What Having Toxic Shock Syndrome Actually Means
Toxic Shock Syndrome (TSS) has generally been associated with using tampons as menstruating women who do so have the largest incidence of TSS, but the rare infection can be triggered in anyone where staph or strep bacteria is present. What causes TSS is not the bacteria itself, but the toxins these bacteria produce, which when released in the bloodstream can threaten your health and even your life.
What causes toxic shock syndrome?
The incidents of TSS in menstruating women before the 1980s were higher than now due to a lack of information. In 1979, there was a near epidemic of TSS infections and deaths. Studies determined that using super-absorbent tampons, especially during light flows, led to infections as the cotton in the tampon can stick and cause abrasions in the vagina. Additionally, it was realized that not changing tampons for long periods stimulated bacterial growth. Starting in the early 1980s, tampons came packaged with informational inserts and incidents of TSS decreased.
Other potential risks include leaving menstrual cups, diaphragms and contraceptive sponges in for too long. Open wounds can be breeding grounds for infection. Illnesses including the flu or pneumonia can lead to TSS. Scratched bumps from chickenpox or incisions from surgeries can become infected. Women who have recently given birth can also contract TSS due to vaginal tearing or episiotomies.
Symptoms of TSS
It’s essential to get help right away if you are at risk for toxic shock syndrome and start to show symptoms. These include having a sudden high fever (102 degrees F and above), vomiting and diarrhea. Low blood pressure, disorientation and confusion may occur. Many times, a sunburn-like rash may present on the palms of your hands and soles of your feet, as well as bloodshot eyes and redness in the throat. Headaches and even seizures are possible.
Diagnosis and treatment
Blood and urine tests are used to determine if you have TSS. A spinal tap, meaning a needle inserted into your spine to drain and test fluid, may be required in some cases. Sometimes a medical professional will take a sample from the site of the infection.

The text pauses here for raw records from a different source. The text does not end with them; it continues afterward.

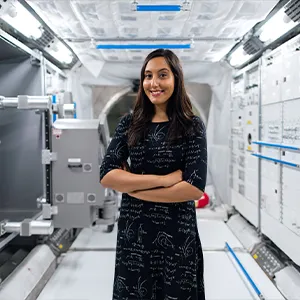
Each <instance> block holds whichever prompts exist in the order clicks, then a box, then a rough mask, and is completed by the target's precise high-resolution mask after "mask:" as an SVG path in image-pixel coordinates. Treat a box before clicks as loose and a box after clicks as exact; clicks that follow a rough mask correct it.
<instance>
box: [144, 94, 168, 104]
mask: <svg viewBox="0 0 300 300" xmlns="http://www.w3.org/2000/svg"><path fill="white" fill-rule="evenodd" d="M148 98H149V100H150V101H151V103H153V104H156V105H157V104H165V103H167V102H168V100H169V98H166V97H164V98H163V99H159V98H153V97H151V96H150V95H149V96H148Z"/></svg>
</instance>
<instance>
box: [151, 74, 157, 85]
mask: <svg viewBox="0 0 300 300" xmlns="http://www.w3.org/2000/svg"><path fill="white" fill-rule="evenodd" d="M158 85H159V83H158V78H157V77H156V76H153V77H152V80H151V86H152V87H157V86H158Z"/></svg>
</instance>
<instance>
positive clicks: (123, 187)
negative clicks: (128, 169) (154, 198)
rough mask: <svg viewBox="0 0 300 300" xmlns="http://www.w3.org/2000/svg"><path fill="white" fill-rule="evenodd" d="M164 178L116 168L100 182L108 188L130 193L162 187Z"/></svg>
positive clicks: (158, 175)
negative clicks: (137, 173)
mask: <svg viewBox="0 0 300 300" xmlns="http://www.w3.org/2000/svg"><path fill="white" fill-rule="evenodd" d="M162 178H163V176H159V175H139V174H133V173H130V172H127V171H124V170H121V169H115V170H112V171H110V172H108V173H107V174H106V175H105V176H104V177H103V179H102V180H101V182H100V183H101V184H102V185H103V186H104V187H106V188H111V189H113V190H116V191H119V192H122V193H129V192H133V191H139V190H148V189H153V188H157V187H162V186H163V184H162Z"/></svg>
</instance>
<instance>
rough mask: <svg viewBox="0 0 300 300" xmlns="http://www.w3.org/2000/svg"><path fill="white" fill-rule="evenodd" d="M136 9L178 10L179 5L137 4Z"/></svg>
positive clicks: (137, 9)
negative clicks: (157, 4)
mask: <svg viewBox="0 0 300 300" xmlns="http://www.w3.org/2000/svg"><path fill="white" fill-rule="evenodd" d="M136 10H137V11H180V10H181V6H180V5H137V6H136Z"/></svg>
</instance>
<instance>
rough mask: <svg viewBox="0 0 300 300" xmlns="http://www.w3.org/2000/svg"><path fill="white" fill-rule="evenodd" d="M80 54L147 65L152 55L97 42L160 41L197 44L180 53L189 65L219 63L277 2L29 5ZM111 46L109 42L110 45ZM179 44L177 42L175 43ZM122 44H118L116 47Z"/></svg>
mask: <svg viewBox="0 0 300 300" xmlns="http://www.w3.org/2000/svg"><path fill="white" fill-rule="evenodd" d="M27 2H28V3H29V4H30V5H31V6H32V7H33V8H34V9H35V11H36V12H37V13H38V14H39V15H40V16H41V17H42V18H43V19H44V20H45V22H46V23H47V24H48V25H49V26H50V27H51V28H52V30H53V31H54V32H56V33H57V34H58V35H59V36H60V37H62V38H63V39H65V40H66V41H68V43H69V45H70V46H71V47H72V49H73V50H74V52H75V53H76V54H77V55H78V57H79V58H80V55H83V54H84V55H85V57H86V56H90V57H91V59H96V60H103V61H117V62H130V61H142V60H143V59H144V58H145V56H146V55H147V53H148V52H149V50H142V51H140V52H137V51H124V50H123V51H122V50H118V51H114V52H113V51H112V52H108V51H103V50H95V44H92V43H91V40H95V41H96V43H97V42H99V43H100V42H102V43H105V41H106V40H107V39H110V41H109V43H112V42H114V41H112V40H116V41H117V40H119V39H120V38H121V39H122V40H125V41H126V40H128V41H134V40H135V39H139V43H141V42H142V41H141V40H145V42H146V41H154V40H155V39H160V40H161V41H162V42H161V43H164V42H163V40H170V39H176V42H179V43H180V42H181V41H182V42H184V43H186V42H189V40H191V39H192V38H193V39H194V40H195V43H194V47H193V49H192V50H191V51H188V52H185V51H183V50H179V51H175V52H176V53H178V55H179V56H180V58H181V59H182V60H185V61H218V60H219V59H220V58H222V57H223V56H224V55H225V54H226V53H227V51H228V50H229V49H230V48H231V47H232V46H233V45H234V44H235V43H236V39H238V38H240V37H242V36H243V35H244V34H245V33H247V32H248V31H249V30H250V29H251V28H252V27H253V26H254V25H255V24H256V23H257V22H259V21H261V20H263V19H264V18H265V17H266V16H267V14H268V13H269V12H270V11H271V10H272V9H273V7H274V6H275V5H276V4H277V3H278V1H277V0H268V1H266V0H248V1H246V0H221V1H215V0H190V3H191V10H190V11H186V12H184V11H181V12H136V11H132V10H131V3H132V1H128V0H118V1H117V0H116V1H112V0H101V1H98V0H73V1H72V0H65V1H61V0H31V1H27ZM138 3H139V4H182V3H183V1H179V0H177V1H176V0H172V1H168V0H166V1H162V0H159V1H151V0H147V1H146V0H139V1H138ZM107 42H108V41H107ZM170 42H171V43H174V41H170ZM116 43H117V42H116Z"/></svg>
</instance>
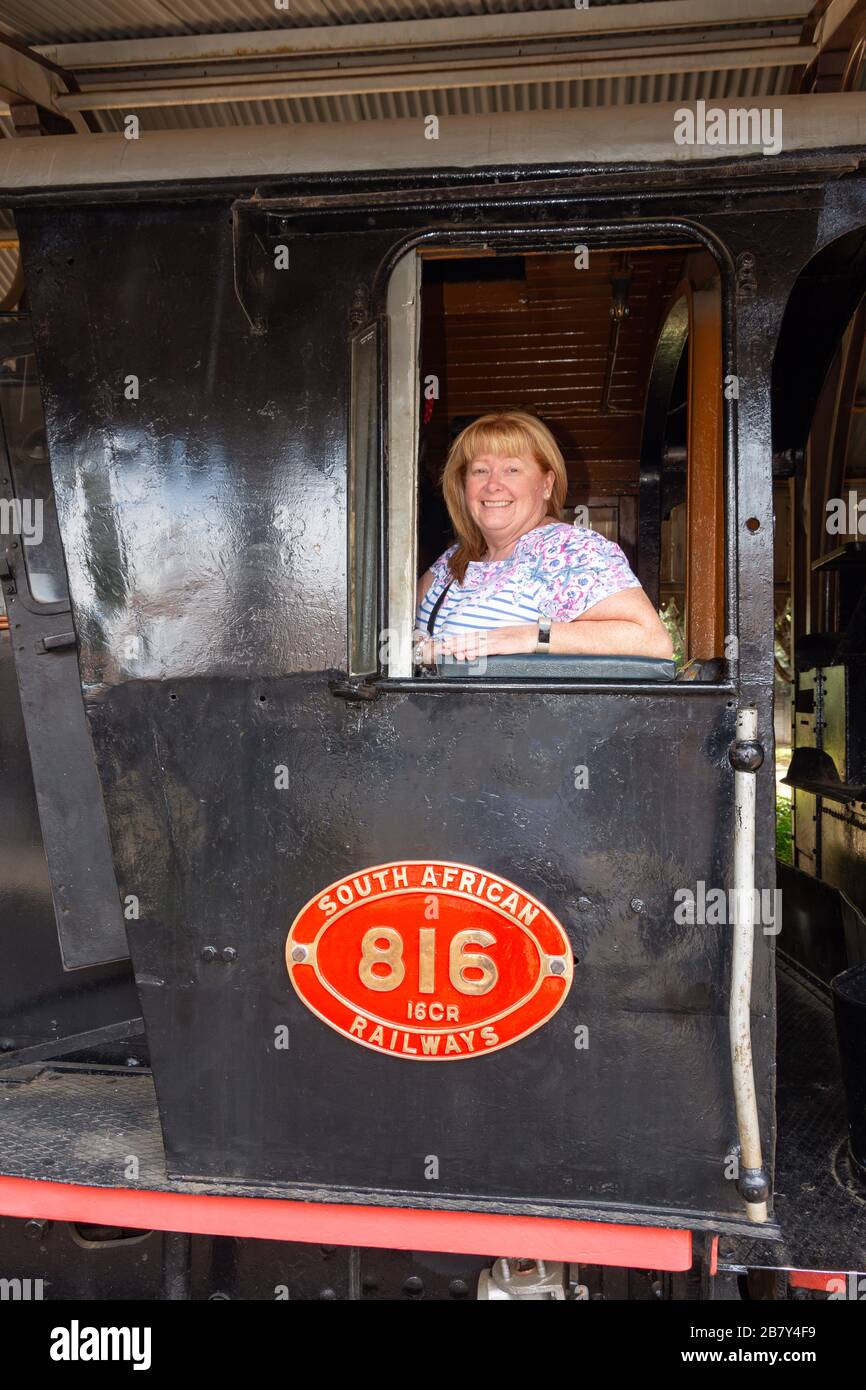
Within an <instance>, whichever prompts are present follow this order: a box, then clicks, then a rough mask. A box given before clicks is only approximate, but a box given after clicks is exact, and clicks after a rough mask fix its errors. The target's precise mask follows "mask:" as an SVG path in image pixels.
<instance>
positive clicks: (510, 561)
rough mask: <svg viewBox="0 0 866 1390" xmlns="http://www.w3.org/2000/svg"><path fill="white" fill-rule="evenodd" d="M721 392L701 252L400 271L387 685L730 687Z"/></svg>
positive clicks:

Once diagnosed, you will be hospitalized, most commonly in intensive care, where your breathing and blood pressure will be closely monitored. You will be put on an immediate course of intravenous (IV) fluids and antibiotics and possibly need to be put on a ventilator. As with any condition, treatment is based on the severity of the infection, as well as your age and medical history, and tolerance for treatment options.
Can toxic shock syndrome be prevented?
Essentially, TSS happens when bacteria accumulate, and this accumulation isn’t managed before these bacteria release toxins. Understanding this fundamental cause of TSS makes prevention methods clear. It’s best to avoid super-absorbent tampons during light days and to change your tampon at least every four to six hours. Consider using pads or liners on lighter-flow days. Be sure to remove diaphragms and contraceptive sponges quickly after use and to wash menstrual cups and diaphragms after each use. Thoroughly clean even the smallest cut and monitor it for infection. The same goes for surgical sutures. Cleanliness and awareness are key in preventing a toxic shock infection.
Toxic shock syndrome will progress rapidly if it’s not treated. Shock, organ damage, including heart, liver and kidney failure, amputation and death can result—50 percent of streptococcal cases result in death. If you are exhibiting symptoms, you need to contact your doctor immediately.